Dans Wild Men, la nature est chargée de plusieurs significations. Elle est d’abord perçue comme un lieu d’authenticité. Se retrouver en peau de bêtes loin de toute modernité serait, pour Martin, le meilleur moyen de « se retrouver ». Mais le film montre vite les limites de cette pratique : la société moderne s’invite partout, et s’en débarrasser n’est pas évident. Il est assez cocasse de voir Martin tenter de vivre comme au néolithique tout en écoutant de la musique sur son smartphone. De cette utopique envie de retour aux sources, le scénario s’en amuse en ajoutant de nouveaux outils à la disposition des Vikings modernes : le terminal de cartes bancaire et la voiture électrique. Lieu paradoxal, favorisant aussi bien l’isolement que le tourisme, la nature est surtout le lieu qui met en évidence les contradictions des personnages. 

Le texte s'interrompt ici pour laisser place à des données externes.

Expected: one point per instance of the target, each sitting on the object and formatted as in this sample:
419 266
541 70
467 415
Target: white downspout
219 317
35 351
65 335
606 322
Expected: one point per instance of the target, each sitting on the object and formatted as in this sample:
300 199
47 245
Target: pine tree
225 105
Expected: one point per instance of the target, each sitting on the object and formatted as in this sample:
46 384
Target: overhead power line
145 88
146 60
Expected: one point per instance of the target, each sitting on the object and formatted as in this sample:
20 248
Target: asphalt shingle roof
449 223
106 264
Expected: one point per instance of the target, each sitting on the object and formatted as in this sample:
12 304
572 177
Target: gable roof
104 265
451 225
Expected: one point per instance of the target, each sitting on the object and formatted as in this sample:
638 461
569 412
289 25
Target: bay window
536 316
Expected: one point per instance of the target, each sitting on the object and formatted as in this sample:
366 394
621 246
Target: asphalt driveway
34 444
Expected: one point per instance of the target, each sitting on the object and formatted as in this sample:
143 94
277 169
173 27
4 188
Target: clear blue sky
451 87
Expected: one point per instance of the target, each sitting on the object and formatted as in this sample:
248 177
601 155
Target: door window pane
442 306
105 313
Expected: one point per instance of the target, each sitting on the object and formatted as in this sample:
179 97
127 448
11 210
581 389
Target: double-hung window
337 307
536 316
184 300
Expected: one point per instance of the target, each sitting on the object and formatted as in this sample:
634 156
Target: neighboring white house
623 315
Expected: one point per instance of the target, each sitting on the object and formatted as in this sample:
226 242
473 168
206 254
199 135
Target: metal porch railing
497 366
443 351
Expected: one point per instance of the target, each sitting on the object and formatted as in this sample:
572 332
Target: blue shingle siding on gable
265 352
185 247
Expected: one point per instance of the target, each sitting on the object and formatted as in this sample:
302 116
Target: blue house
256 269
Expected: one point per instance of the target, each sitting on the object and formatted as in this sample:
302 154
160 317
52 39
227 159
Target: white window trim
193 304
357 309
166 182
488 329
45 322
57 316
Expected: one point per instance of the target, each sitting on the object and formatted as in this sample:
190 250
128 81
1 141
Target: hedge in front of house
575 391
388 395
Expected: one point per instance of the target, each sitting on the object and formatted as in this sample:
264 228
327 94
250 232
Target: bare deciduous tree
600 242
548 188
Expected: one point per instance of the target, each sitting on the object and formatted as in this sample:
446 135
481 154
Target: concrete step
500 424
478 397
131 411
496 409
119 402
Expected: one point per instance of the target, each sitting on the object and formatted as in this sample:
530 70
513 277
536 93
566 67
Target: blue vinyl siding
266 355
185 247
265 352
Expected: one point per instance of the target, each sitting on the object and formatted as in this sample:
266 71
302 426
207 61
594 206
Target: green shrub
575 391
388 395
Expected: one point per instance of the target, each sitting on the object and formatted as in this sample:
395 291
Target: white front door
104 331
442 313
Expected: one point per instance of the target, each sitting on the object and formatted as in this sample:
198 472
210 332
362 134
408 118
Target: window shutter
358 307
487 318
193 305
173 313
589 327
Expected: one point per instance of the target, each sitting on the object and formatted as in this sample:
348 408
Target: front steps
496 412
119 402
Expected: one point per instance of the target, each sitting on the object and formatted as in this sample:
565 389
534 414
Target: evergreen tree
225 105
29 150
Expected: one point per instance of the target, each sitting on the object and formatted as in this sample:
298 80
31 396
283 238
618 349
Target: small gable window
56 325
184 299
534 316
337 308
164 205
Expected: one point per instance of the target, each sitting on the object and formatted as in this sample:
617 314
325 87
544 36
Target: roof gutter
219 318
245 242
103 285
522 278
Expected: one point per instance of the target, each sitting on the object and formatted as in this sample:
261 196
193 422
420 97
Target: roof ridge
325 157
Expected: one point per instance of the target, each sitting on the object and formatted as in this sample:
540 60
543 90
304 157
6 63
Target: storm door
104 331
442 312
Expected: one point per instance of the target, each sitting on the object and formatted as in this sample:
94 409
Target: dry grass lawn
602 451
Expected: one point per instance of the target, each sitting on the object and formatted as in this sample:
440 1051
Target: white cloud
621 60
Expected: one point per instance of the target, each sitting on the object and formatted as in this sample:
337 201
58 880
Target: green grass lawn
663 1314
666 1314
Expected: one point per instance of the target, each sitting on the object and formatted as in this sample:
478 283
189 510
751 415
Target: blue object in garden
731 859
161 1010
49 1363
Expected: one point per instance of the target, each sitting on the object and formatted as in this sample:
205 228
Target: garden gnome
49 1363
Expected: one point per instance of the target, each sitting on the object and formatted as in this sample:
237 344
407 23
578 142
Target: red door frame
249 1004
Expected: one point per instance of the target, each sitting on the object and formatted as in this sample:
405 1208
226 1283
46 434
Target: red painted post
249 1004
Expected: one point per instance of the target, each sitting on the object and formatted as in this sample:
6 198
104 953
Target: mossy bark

Wild Men, est un anti Jeremiah Johnson. Dans le chef-d’œuvre de Sydney Pollack, Robert Redford fuyait la civilisation des hommes et sa violence dans un élan de courageuse conviction pour se confronter à la rudesse des montagnes. Dans Wild Men, Martin fuit surtout ses responsabilités de père et de mari. Son courage s’effondre vite devant la faim ou devant sa femme à laquelle il ment au téléphone sur ce qu’il est en train de faire. Martin voudrait vivre comme ses ancêtres, mais l’évidence veut qu’il n’en a pas vraiment les capacités.

Avec ce récit aussi drôle que juste, Wild Men est un récit tour à tour amusant, aventureux et rythmé.